Sebuah posting di Twitter feed layanan pelacakan Flightradar24 mengatakan bahwa Penerbangan SJ182 "kehilangan ketinggian lebih dari 10.000 kaki dalam waktu kurang dari satu menit, sekitar 4 menit setelah keberangkatan dari Jakarta".
Bambang Suryo Aji, Wakil Kepala Operasi Badan Pencarian dan Penyelamatan Nasional Indonesia, mengatakan tidak ada sinyal suar radio yang terdeteksi dari pesawat.
Dia mengatakan agensinya sedang menyelidiki mengapa pemancar pencari lokasi daruratnya tidak memancarkan sinyal yang dapat mengkonfirmasi apakah itu jatuh.
Boeing 737-500 ini merupakan model yang tidak memiliki sistem kontrol penerbangan otomatis yang berperan dalam kecelakaan Lion Air di Indonesia pada tahun 2018, dan kecelakaan lain dan pesawat 737 MAX 8 di Ethiopia lima bulan kemudian.
Kedua kecelakaan itu menyebabkan armada Boeing MAX 8 di seluruh dunia dilarang terbang selama 20 bulan.
Sriwijaya Air yang didirikan pada tahun 2003 memiliki catatan keamanan yang kokoh hingga saat ini.

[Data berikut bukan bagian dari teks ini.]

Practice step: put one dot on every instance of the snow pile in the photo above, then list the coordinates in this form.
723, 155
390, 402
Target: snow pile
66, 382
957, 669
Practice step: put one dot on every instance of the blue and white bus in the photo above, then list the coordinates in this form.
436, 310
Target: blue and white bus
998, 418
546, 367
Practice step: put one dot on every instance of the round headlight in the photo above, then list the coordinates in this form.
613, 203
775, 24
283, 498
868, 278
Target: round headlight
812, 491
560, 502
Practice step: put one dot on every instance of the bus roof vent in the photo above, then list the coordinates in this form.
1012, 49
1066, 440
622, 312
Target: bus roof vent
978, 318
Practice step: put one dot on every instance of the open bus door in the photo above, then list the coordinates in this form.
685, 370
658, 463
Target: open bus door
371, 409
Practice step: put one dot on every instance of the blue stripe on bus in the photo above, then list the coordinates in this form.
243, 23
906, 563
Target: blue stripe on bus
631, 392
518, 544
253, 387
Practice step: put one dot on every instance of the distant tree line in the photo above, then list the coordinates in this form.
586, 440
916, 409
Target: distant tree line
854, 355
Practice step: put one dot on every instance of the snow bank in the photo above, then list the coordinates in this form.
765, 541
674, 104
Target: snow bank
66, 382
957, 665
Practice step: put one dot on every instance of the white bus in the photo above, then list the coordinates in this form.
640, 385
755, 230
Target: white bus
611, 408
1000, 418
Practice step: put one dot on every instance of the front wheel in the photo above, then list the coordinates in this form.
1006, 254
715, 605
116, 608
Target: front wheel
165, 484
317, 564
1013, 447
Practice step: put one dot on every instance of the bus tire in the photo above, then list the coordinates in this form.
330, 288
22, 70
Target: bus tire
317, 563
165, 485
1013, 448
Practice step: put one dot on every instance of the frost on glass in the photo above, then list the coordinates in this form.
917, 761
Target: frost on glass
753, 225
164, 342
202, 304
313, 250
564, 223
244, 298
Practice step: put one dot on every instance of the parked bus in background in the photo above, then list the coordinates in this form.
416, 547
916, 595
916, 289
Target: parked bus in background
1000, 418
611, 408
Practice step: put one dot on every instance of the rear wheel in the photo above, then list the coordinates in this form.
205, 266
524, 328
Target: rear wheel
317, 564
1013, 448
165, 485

Pakar penerbangan mengatakan bukan hal yang aneh jika pesawat berusia 26 tahun masih digunakan.
Tetapi kecelakaan itu mungkin masih menimbulkan pertanyaan baru tentang catatan keselamatan maskapai penerbangan di Indonesia, yang mengalami bencana udara besar lainnya pada tahun 2014, ketika sebuah pesawat AirAsia jatuh dalam perjalanan ke Singapura, menewaskan 162 orang.
Antara 2007 dan 2018, maskapai penerbangan Indonesia dikenai larangan terbang UE, yang dicabut setelah standar keselamatan dianggap membaik.